Public Papers - 1989
Exchange With Reporters on the Meetings With Soviet Chairman Mikhail Gorbachev in Malta
Q. Mr. President, has the weather ruined this summit?
The President. Hell, no. Hell, no. [Laughter] The summit's going just fine, thanks.
Q. Has it become the Gorky summit?
The President. It doesn't matter where you meet. We were supposed to go over to the other ship, and they couldn't make it over. So, we don't care where we're meeting. The big thing is, we're getting something done here. That's good. So, we're not standing on any protocol. These guys are ready to receive them. If they can't make it out here, we'll go to them.
Q. Are you getting less done because you have so much less time together?
The President. No. No, we had more time yesterday than we thought we'd have; and I think, looking at the reporting, it's coming out very well. And so -- the U.S. side, anyway -- I can say we're very pleased with what has taken place.
Q. Are you going to extend the talks?
The President. I think we've had -- see, we got more time in yesterday up till coming over here than we thought -- personal meeting with Mr. Gorbachev. The luncheon proved to be a working meeting. We talked all during the lunch. So, I don't think there is, but if their side thinks we need more time, fine. I said what I want to say and have a little more to say, in a bit. But it's going well; it really is.
Q. Any major -- on arms control, Mr. President?
The President. Well, as I told you before we came here, this is not an arms control summit.
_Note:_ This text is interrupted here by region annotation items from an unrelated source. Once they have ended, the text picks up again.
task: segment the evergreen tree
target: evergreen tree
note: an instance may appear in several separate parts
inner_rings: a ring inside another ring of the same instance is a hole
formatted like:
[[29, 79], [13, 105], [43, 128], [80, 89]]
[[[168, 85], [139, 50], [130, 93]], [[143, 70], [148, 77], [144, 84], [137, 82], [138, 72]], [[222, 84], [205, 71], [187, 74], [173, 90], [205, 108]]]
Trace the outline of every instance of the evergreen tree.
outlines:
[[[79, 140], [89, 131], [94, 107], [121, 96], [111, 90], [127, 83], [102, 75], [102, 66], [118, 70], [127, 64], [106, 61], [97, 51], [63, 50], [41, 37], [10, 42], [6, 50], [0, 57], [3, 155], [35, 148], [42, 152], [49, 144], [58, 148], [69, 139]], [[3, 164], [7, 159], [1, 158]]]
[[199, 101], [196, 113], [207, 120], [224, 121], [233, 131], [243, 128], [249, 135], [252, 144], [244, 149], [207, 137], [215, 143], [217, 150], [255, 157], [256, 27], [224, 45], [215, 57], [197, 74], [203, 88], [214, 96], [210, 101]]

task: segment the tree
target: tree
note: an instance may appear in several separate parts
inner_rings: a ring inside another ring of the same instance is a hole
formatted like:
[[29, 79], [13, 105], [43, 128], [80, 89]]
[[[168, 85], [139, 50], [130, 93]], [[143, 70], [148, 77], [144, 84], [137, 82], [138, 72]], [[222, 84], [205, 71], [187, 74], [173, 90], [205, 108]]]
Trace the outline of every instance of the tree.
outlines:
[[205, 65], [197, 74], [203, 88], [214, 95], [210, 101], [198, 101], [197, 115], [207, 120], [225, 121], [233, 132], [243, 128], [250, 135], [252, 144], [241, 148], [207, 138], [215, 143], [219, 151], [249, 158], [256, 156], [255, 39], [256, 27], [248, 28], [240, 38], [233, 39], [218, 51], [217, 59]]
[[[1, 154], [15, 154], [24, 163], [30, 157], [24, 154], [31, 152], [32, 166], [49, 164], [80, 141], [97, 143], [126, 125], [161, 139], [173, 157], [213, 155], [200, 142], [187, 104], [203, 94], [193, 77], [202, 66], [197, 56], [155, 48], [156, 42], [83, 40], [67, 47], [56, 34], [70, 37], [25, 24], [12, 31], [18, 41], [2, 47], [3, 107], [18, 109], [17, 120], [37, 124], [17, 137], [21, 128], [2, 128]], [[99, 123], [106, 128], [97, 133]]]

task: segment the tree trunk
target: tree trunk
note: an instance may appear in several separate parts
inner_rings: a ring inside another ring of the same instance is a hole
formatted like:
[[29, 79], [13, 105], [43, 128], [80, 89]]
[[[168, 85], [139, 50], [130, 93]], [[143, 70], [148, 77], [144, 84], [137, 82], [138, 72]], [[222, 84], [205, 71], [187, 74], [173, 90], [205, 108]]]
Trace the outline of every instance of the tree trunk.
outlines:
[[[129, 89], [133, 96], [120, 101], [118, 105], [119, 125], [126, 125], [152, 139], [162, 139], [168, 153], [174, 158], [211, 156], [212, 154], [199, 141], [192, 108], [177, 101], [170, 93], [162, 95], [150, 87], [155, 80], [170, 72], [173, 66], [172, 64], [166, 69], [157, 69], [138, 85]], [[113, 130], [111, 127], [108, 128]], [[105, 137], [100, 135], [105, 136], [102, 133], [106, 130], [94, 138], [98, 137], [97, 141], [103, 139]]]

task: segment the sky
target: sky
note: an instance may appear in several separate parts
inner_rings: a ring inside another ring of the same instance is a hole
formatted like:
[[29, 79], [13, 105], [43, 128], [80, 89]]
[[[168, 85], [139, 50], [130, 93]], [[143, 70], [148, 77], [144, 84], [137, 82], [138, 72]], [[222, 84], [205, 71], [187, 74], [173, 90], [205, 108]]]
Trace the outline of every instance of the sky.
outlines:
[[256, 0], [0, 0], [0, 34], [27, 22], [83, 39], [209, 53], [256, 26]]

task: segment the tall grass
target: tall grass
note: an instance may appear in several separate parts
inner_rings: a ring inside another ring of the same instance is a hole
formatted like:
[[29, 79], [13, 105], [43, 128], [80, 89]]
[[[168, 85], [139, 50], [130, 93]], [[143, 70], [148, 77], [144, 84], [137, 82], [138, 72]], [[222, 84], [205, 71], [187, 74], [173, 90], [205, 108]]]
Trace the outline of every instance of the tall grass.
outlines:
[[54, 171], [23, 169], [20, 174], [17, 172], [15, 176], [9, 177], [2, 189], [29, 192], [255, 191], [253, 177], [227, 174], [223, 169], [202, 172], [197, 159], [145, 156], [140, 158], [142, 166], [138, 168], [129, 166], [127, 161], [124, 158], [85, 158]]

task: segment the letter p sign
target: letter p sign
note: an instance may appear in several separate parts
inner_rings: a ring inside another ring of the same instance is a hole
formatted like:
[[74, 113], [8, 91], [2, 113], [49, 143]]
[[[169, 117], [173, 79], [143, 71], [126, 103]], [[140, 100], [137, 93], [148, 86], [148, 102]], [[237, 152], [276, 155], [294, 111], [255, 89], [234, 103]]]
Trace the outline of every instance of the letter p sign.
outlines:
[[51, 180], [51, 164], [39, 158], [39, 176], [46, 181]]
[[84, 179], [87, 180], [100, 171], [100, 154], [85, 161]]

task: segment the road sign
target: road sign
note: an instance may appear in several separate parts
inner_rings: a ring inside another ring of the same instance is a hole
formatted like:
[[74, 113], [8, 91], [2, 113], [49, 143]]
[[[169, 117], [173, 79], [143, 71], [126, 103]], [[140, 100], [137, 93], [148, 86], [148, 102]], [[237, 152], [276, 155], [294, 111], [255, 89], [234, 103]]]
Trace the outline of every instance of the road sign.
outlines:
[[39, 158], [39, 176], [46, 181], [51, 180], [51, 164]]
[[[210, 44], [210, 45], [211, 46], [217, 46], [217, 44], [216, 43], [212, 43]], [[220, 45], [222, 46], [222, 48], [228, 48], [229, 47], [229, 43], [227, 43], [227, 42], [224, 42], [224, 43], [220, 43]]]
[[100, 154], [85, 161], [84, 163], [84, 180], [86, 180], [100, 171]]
But if you'll stay tuned to our Press Secretary, we're going to do an official debrief. And I think you'll be pleased, or I think most of the world will, with what we've decided, in a broad sense, in terms of talking further about various categories of arms control.
Q. Is a START treaty really possible by next June?
The President. Yes, everything is possible. Yes, it's possible. We're fairly close together.
We'll see you all. Thank you, gentlemen.
Note: The exchange began at 9:50 a.m., as the President prepared to travel from the U.S.S. ``Belknap'' to the Soviet passenger liner ``Maxim Gorky'' in Marsaxlokk Harbor.